I. M. Vijayan is a former professional football player known as Karutha Muthu (Black Pearl). Vijayan was crowned Indian Player of the Year in 1993, 1997 and 1999. He scored one of the fastest ever international goals in a match against Bhutan in the 1999 SAF Games, when he managed to do the same in 12 seconds. 
Victor Manjila is a former Indian International football goalkeeper from Thrissur. He represented Kerala, as the goalkeeper, in the Santosh Trophy in 1971, 1973, 1974, 1975, 1976, and 1979. Manjila was the captain of the Kerala team that played in 1975 Santosh Trophy. He represented India in the 1976 and 1977 President's Cup at South Korea and Kings Cup at Bangkok. 
C. V. Pappachan has represented Kerala in the Santosh Trophy tournament eight times. He was instrumental in Kerala Police winning two Federation Cups.
Rino Anto (born 3 January 1988) is an Indian professional footballer who plays as a right back for Kerala Blasters and has played for many leading football clubs including Mohun Bagan, Salgaocar F.C., Bengaluru FC and Atletico de Kolkata. He represented India in the 2015–2016.
Rahul Kannoly Praveen commonly known as Rahul K P is an Indian professional footballer who plays as a winger or forward for Kerala Blasters in the Indian Super League. He has been representing India national football team at various youth levels including the FIFA U-17 World Cup 2017.

Football clubs

 R B Ferguson Club, the first and the oldest football club in Kerala state, was established in 20 February 1899 in Ollur, Thrissur. The club was named after the Kochi Police Superintendent, R B Ferguson. Later club renamed as Young Men's Football Club Ollur.
 In 1947, the second oldest club in Thrissur, Aurora Club, Ollur was formed by the football loving fans of Ollur.
 Thrissur Gymkhana, an upcoming football club from Thrissur, has won many tournaments across Kerala.

 F.C. Kerala, a new football team based in Thrissur is in the I-League.
 FC Thrissur , a new football team based in Thrissur, Thrissur Municipal Corporation Stadium as Home Stadium
 Red Star FC, another club promoted by team of entrepreneurs from Thrissur is also blossoming. It is headed by Jo Paul Ancheri.

 Parappur FC, a football club having coaching programs for children at Parappur in Thrissur district. It is supported by South Indian Bank.

Tournaments
The first football tournament in central Kerala was kicked off in 1925 by the Kochi Athletic Association. The tournament was held in Palace Ground now known as Thrissur Municipal Corporation Stadium. Rama Varma XV, Maharaja of Cochin has contributed 100 Tola of silver cup for the tournament. The first winner was Church Mission Society High School Union, Thrissur.  The tournament was winded up in 1930 when the first FIFA World Cup was started.N.I. David Memorial Trophy, once dubbed as the football World Cup of Thrissur was started in 1996 by the then Superintendent of Police, Thrissur, in memory of N. I. David IPS who died in harness in the office of the Commandant, KAP 1st Battalion, Thrissur.
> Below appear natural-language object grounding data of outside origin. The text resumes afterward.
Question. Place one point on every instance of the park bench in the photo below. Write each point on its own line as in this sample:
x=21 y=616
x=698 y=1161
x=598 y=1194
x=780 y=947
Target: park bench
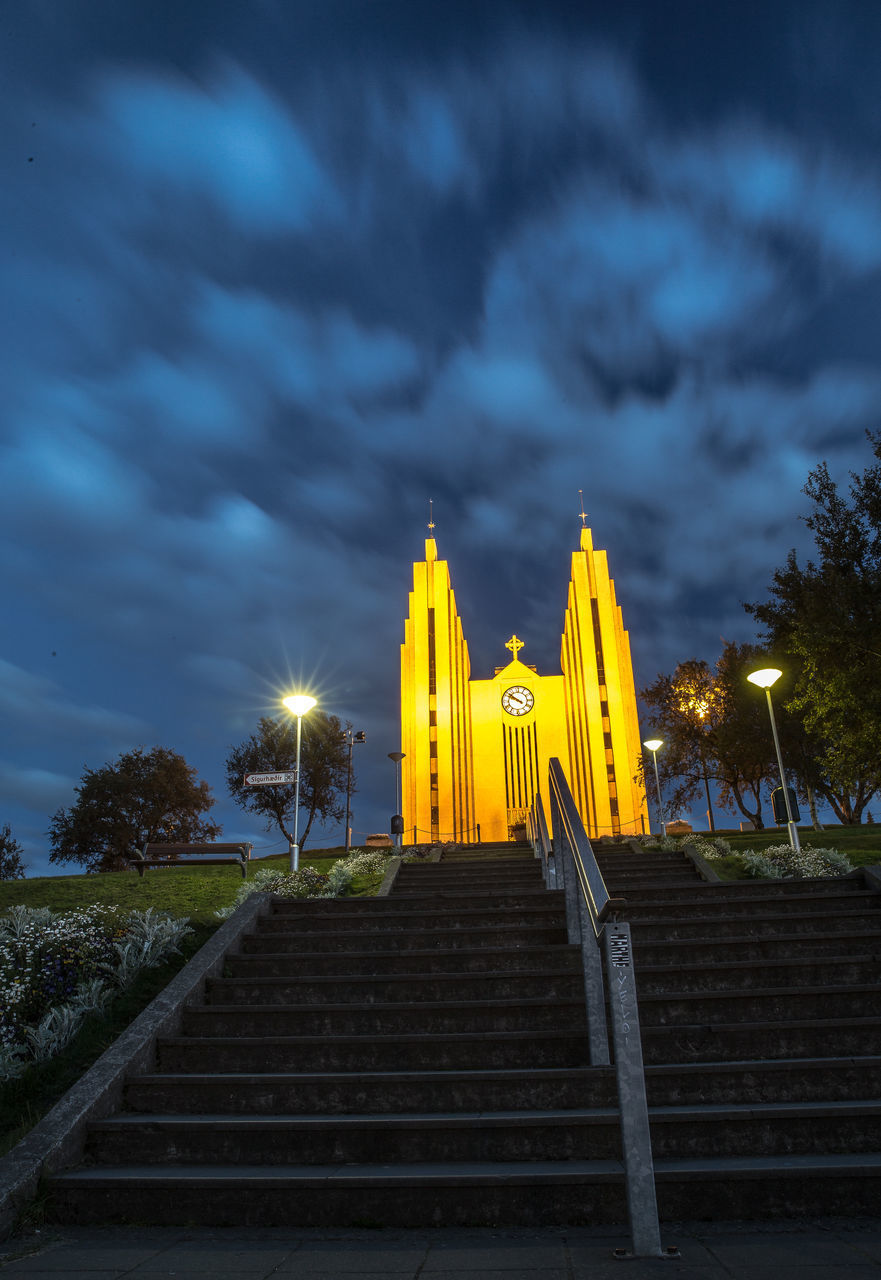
x=192 y=855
The tournament had to be stopped temporarily in 2005 but later restarted in 2010.

Coaches
T.K. Chathunni, also known as the travelling coach was a coach for National Football League (India) from 1997-1998. Hailing from Thrissur, he has coached most of football clubs in India like Dempo S.C., Salgaocar F.C., Mohun Bagan A.C., Churchill Brothers S.C., Chirag United Club Kerala and Josco FC. 
Victor Manjila, another football gem from Thrissur, is a successful former coach of Kerala football team that won 1993 Santosh Trophy.
M. Peethambaran, former Kerala Santosh Trophy coach is also from Thrissur.